US immigration officials installed a whole load of personal apps on work phones
US customs workers put their country at risk when they were found to have installed a bunch of personal apps on their work phones, an official rebuke has said.
An audit carried out by the US Department of Homeland Security Office of the Inspector General between April and August 2023 found that Immigration and Customs Enforcement (ICE)-managed devices had presented a serious security risk to the US government.
The result? No fewer than six recommendations were provided by the Inspector General in a management alert addressed to ICE’s Deputy Director.
Government put at risk by its own employees
According to the letter, “thousands” of applications had been installed on ICE devices by employees, contractors, and other agency workers, including “applications from companies banned from US Government information systems.”
The public version of the letter leaves some sections redacted, including the Inspector General’s mention of applications associated with two unknown entities.
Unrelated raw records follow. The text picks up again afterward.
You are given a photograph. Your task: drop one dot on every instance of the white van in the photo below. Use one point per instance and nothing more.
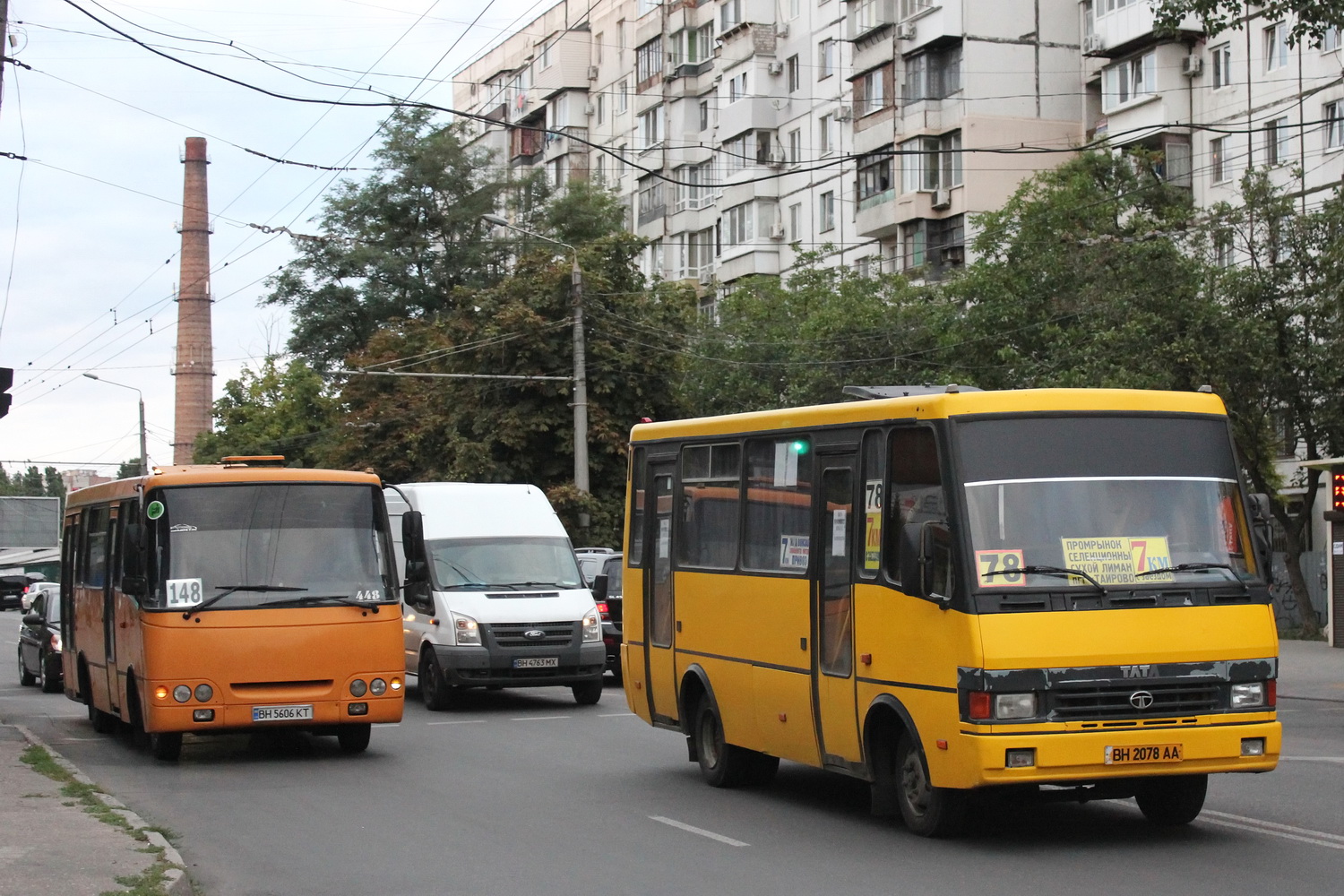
(492, 594)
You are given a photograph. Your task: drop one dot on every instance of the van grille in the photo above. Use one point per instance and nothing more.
(554, 634)
(1112, 702)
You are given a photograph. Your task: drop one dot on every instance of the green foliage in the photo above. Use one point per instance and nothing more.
(271, 411)
(395, 246)
(1309, 18)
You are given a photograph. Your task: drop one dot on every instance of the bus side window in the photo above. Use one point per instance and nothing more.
(914, 497)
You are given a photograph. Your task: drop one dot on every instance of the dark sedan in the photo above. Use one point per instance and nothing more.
(39, 643)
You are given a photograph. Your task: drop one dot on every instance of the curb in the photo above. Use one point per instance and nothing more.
(175, 876)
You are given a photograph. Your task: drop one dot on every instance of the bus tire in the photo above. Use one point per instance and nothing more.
(1172, 801)
(354, 737)
(722, 764)
(435, 694)
(166, 745)
(588, 692)
(927, 810)
(26, 677)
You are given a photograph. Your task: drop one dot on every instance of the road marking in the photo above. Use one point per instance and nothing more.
(702, 831)
(1274, 829)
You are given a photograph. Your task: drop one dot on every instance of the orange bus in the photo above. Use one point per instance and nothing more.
(231, 597)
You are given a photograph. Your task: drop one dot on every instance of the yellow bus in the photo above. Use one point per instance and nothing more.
(941, 590)
(231, 597)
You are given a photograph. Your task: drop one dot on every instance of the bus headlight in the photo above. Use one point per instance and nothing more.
(1249, 694)
(465, 630)
(591, 626)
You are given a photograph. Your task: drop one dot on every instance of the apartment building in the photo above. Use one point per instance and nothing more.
(745, 132)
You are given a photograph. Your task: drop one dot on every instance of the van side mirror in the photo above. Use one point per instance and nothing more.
(935, 560)
(134, 552)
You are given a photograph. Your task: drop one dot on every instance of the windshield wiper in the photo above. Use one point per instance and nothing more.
(1045, 570)
(322, 598)
(230, 589)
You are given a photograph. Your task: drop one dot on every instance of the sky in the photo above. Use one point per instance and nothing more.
(89, 250)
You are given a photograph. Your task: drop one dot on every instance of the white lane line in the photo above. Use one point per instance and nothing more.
(1274, 829)
(702, 831)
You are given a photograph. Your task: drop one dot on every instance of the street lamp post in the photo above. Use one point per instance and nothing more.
(144, 457)
(581, 465)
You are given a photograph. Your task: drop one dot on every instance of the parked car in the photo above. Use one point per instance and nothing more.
(607, 595)
(37, 587)
(39, 642)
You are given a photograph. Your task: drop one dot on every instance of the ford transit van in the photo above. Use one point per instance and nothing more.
(492, 595)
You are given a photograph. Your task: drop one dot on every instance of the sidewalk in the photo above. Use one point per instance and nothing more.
(53, 847)
(1311, 670)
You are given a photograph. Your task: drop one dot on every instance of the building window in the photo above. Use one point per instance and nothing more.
(930, 163)
(1333, 116)
(1222, 59)
(1277, 142)
(650, 131)
(1128, 81)
(874, 183)
(825, 59)
(935, 74)
(1276, 46)
(736, 226)
(827, 211)
(648, 61)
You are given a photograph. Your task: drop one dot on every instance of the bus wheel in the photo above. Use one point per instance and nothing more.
(1172, 801)
(927, 810)
(435, 692)
(166, 745)
(26, 677)
(588, 692)
(354, 737)
(720, 763)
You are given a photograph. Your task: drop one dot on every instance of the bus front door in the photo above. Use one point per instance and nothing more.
(832, 611)
(659, 610)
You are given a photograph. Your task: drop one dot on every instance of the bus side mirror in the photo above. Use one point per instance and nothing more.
(134, 552)
(935, 560)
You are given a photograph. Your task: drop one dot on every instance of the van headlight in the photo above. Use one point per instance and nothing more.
(591, 625)
(465, 630)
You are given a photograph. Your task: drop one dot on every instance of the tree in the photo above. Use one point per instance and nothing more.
(395, 246)
(1311, 18)
(271, 411)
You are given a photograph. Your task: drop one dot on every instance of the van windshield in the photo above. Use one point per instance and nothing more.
(516, 563)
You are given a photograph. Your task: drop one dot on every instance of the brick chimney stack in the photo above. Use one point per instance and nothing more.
(195, 366)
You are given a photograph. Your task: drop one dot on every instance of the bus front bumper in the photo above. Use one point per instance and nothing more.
(1073, 756)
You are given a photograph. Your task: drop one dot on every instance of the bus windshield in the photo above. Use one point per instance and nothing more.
(503, 563)
(237, 546)
(1132, 503)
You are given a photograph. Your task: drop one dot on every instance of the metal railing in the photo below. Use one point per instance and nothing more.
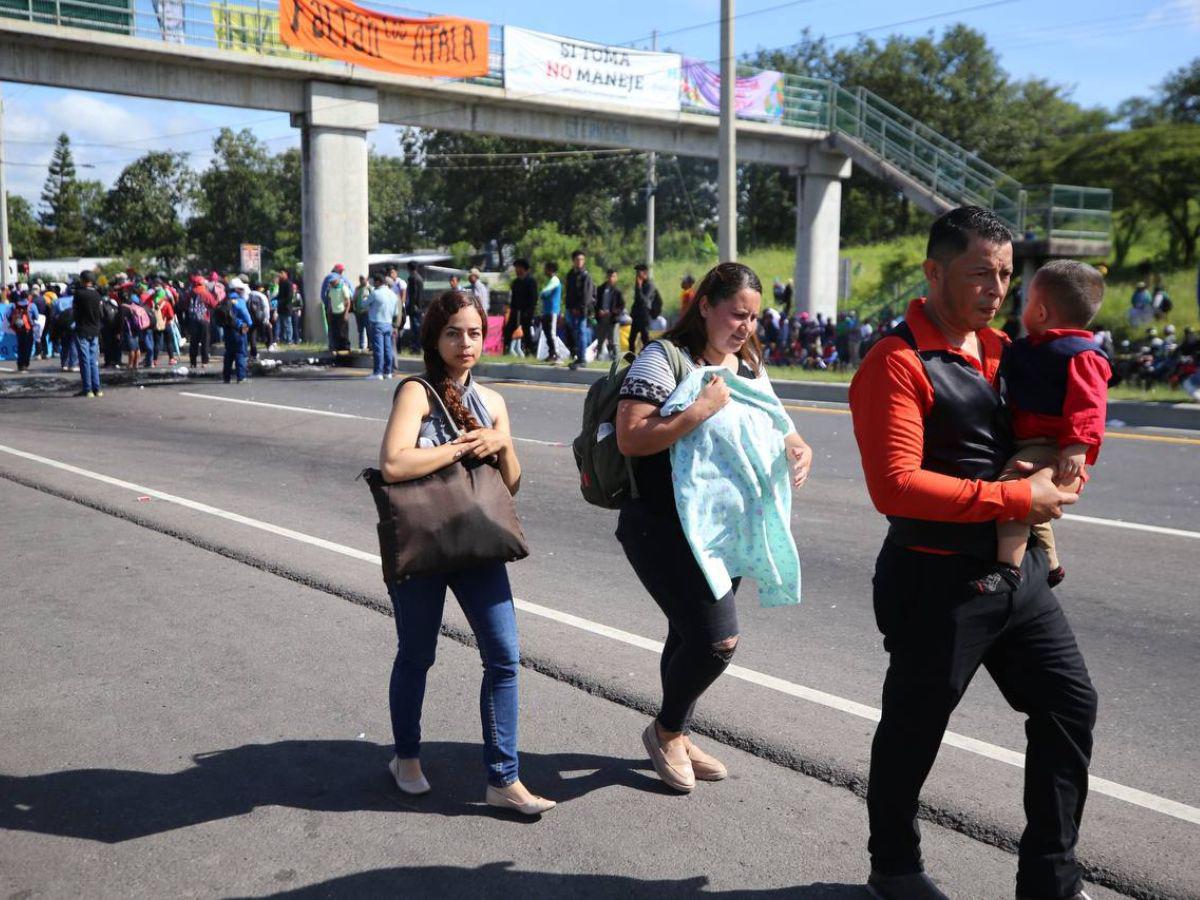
(871, 124)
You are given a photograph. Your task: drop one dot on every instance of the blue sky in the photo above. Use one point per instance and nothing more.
(1104, 49)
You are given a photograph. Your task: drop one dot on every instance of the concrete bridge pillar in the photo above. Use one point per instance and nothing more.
(817, 229)
(334, 190)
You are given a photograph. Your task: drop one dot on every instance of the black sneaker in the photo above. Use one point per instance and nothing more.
(1000, 580)
(916, 886)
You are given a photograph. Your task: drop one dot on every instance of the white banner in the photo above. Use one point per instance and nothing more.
(546, 65)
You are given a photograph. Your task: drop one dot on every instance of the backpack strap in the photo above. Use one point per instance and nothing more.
(435, 397)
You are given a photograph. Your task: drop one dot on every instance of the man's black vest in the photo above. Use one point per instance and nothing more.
(1036, 375)
(967, 435)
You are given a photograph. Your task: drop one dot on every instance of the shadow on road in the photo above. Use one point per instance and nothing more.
(501, 880)
(114, 805)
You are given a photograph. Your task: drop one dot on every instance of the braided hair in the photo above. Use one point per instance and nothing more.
(436, 318)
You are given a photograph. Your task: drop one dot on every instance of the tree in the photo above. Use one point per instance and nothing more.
(1176, 100)
(145, 207)
(240, 199)
(1156, 169)
(25, 238)
(61, 203)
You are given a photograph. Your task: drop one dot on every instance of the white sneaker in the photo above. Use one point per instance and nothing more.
(415, 787)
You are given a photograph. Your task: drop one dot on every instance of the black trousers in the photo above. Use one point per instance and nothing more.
(937, 634)
(198, 341)
(522, 318)
(640, 329)
(605, 336)
(697, 622)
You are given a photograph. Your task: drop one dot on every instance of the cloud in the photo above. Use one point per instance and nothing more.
(1186, 12)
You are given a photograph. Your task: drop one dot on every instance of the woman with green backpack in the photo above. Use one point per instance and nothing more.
(717, 330)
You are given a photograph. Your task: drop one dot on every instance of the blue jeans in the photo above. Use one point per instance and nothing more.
(576, 323)
(486, 599)
(382, 348)
(414, 330)
(89, 361)
(70, 352)
(235, 354)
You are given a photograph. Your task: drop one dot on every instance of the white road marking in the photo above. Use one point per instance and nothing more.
(1132, 526)
(1071, 516)
(325, 412)
(1098, 785)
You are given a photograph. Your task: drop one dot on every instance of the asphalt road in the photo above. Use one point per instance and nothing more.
(197, 727)
(1129, 593)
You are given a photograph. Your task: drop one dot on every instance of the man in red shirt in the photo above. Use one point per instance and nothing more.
(934, 433)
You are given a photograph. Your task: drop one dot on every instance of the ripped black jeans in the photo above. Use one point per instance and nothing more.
(702, 629)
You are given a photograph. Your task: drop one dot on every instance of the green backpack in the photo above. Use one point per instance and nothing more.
(606, 475)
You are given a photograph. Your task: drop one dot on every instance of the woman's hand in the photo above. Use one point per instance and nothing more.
(484, 443)
(801, 459)
(713, 397)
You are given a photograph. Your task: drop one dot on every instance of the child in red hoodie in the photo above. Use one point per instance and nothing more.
(1057, 382)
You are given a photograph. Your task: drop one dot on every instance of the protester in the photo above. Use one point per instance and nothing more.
(551, 303)
(237, 323)
(933, 432)
(259, 313)
(702, 629)
(359, 304)
(382, 305)
(201, 304)
(522, 304)
(21, 321)
(414, 306)
(283, 300)
(399, 287)
(579, 301)
(475, 282)
(335, 298)
(610, 304)
(1057, 382)
(417, 443)
(640, 310)
(88, 322)
(687, 293)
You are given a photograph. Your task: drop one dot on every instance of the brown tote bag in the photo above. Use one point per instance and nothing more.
(456, 517)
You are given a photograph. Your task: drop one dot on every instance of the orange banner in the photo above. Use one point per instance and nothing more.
(337, 29)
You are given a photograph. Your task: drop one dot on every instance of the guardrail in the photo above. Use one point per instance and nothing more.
(858, 115)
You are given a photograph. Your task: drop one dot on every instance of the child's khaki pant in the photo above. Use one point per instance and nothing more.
(1041, 453)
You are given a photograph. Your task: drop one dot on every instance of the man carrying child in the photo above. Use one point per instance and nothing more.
(934, 433)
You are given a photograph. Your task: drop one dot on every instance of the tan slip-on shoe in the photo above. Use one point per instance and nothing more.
(706, 767)
(534, 808)
(678, 777)
(413, 789)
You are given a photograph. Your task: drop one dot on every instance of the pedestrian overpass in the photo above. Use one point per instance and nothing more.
(121, 47)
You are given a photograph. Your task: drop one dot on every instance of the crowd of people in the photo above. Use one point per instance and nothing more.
(948, 418)
(147, 321)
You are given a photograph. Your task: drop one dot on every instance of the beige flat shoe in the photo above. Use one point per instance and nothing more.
(414, 787)
(534, 808)
(706, 767)
(678, 777)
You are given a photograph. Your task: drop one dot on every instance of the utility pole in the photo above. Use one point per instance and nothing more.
(4, 207)
(727, 136)
(652, 185)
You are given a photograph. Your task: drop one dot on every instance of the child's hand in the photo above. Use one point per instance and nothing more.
(1071, 463)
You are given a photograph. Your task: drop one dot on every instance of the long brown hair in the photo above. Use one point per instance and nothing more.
(723, 282)
(436, 318)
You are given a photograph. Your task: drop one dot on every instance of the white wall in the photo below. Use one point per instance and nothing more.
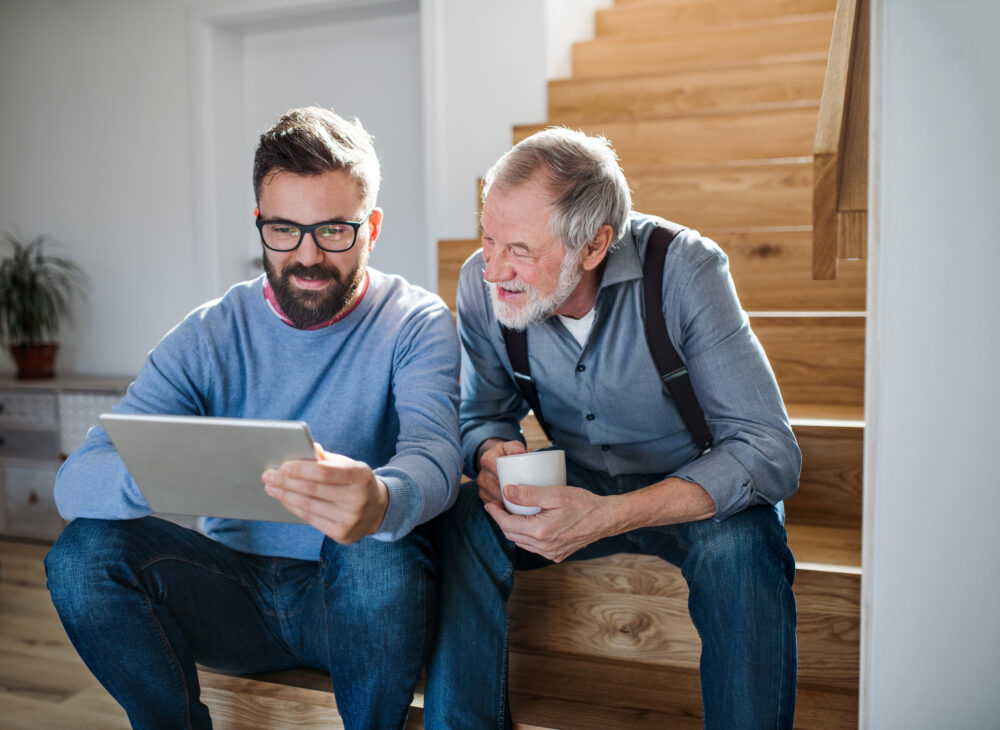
(931, 578)
(102, 144)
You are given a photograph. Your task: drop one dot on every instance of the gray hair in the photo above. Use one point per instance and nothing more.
(582, 174)
(312, 141)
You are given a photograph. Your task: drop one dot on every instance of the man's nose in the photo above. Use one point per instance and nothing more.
(308, 253)
(498, 267)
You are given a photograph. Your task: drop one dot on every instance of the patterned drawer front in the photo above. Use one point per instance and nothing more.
(20, 408)
(78, 413)
(28, 444)
(30, 506)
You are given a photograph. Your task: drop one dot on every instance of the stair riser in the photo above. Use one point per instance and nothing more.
(634, 608)
(715, 138)
(648, 19)
(673, 52)
(584, 101)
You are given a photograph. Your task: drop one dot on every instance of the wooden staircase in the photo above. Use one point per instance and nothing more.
(712, 106)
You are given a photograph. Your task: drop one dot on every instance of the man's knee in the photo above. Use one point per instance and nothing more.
(741, 550)
(373, 572)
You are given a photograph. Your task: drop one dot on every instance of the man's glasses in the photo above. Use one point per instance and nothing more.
(331, 236)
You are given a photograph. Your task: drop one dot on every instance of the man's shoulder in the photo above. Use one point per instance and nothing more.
(688, 251)
(396, 295)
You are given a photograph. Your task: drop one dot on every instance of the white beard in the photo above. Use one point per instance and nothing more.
(537, 308)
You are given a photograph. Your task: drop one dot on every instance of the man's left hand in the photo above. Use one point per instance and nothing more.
(338, 496)
(571, 518)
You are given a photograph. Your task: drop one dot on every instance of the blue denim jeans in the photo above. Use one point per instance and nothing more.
(739, 572)
(143, 600)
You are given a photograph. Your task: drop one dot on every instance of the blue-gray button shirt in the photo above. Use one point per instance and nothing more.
(605, 403)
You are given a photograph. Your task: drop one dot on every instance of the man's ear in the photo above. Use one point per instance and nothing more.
(374, 227)
(597, 250)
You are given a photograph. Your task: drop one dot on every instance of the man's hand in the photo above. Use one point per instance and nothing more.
(571, 518)
(338, 496)
(489, 451)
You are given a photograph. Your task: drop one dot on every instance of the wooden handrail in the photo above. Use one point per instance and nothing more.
(840, 151)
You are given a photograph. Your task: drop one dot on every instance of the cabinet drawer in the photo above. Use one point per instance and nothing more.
(78, 412)
(29, 503)
(34, 410)
(28, 444)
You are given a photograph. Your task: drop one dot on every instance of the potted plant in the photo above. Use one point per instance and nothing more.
(36, 293)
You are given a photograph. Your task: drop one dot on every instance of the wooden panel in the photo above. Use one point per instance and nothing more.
(773, 272)
(452, 253)
(838, 546)
(728, 196)
(645, 20)
(634, 607)
(658, 143)
(830, 485)
(587, 100)
(816, 359)
(673, 52)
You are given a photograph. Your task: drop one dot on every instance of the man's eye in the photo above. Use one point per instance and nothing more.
(337, 231)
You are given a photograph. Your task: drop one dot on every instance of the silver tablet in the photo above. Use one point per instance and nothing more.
(196, 465)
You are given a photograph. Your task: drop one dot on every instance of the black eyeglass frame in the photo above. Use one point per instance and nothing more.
(304, 229)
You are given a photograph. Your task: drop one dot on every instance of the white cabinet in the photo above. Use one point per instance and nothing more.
(41, 422)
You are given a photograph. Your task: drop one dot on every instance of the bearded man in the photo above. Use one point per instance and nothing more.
(371, 364)
(567, 263)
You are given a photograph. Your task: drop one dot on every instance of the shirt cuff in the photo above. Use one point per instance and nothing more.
(399, 518)
(725, 479)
Given the US government’s recent approach to some Chinese firms, it’s possible that the two unknowns could be associated with spyware or malware – we can only speculate, though.
As well as banned apps and others associated with potentially malicious companies, countries, or developers, US ICE workers had also gone on to install third-party file-sharing applications (we all know the effects of the recent MOVEit breach), third-party VPNs, and third-party messaging apps, some of which with known vulnerabilities.
Ultimately, the Immigration and Customs Enforcement department was found to be at fault for “not sufficiently manag[ing], monitor[ing], or assess[ing] mobile applications.”
The first five recommendations directed at the ICE Chief Information Officer include: removing prohibited applications; assessing any breaches of sensitive information; introducing a process to assess and reduce such risks; introducing a policy to ensure that third-party applications on affected devices are up-to-date; and bringing the ICE and Department of Homeland Security (DHS) policies into better alignment.
The sixth suggestion is that the DHS Chief Information Security Officer investigates whether similar issues exist for other DHS agencies.
While some of the recommendations have already been acted upon, the report clearly signals the need for government agencies across the globe to keep their own policies up-to-date amid growing cybersecurity threats.